Although the iPhone remained the top smartphone by customer satisfaction, with a score of 81 in the American Customer Satisfaction Index (ACSI) published on Tuesday, Apple’s lead largely evaporated. Not only did Apple’s score fall two points from the year before, satisfaction in competitors’ devices jumped.
Samsung’s satisfaction score grew the most, increasing by five points to 76, a seven percent gain. Motorola’s score climbed 5.5 percent to 77 points, while Nokia’s gained a point to close at 76, a 1.3 percent increase.

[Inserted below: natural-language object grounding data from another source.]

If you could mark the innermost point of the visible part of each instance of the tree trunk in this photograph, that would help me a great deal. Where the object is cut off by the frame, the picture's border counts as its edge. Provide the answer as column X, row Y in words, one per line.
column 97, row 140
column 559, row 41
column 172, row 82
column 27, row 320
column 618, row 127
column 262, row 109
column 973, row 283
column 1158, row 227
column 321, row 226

Other smartphone manufacturers’ scores slumped: those of HTC and LG slid four percent and 5.3 percent, respectively.
2012′s eight-point gap between Apple and the best of the rest was halved in 2013, as Apple now leads the next closest, Motorola, by just four points.
ACSI’s director, David VanAmburg, attempted to explain Apple’s shrinking lead.
“While the iPhone 5 had strong sales, it has not bolstered Apple’s overall customer satisfaction,” said VanAmburg in a report accompanying the survey results. “[And Samsung's] improvement is the largest yet for any cell phone manufacturer.”
VanAmburg credited the 2012 launch of the Galaxy S3 for the boost to Samsung’s score, and noted that the 81 scored by the iPhone lagged behind the 86 garnered by Apple’s Mac personal computers and iPad tablets last September.
ACSI’s results generally conformed with media coverage and customer reactions to the iPhone 5 – which was seen as a minor upgrade, even though it sported a slightly larger screen – and Samsung’s Galaxy S3 and S4, which have been applauded. Most analysts, for instance, have portrayed Samsung as Apple’s only real competitor.
According to IDC, Samsung shipped 71 million smartphones in the first quarter, while Apple shipped 37 million iPhones, or just over half as many. Apple’s share shrunk to 17.3 percent for the quarter, down from 23 percent for the same period in 2012; meanwhile, Samsung’s share climbed from 28.8 percent to 32.7 percent.
The ACSI scores can be found on the organisation’s website. The results were based on surveys of nearly 9600 Americans between 21 January and 17 March 2013.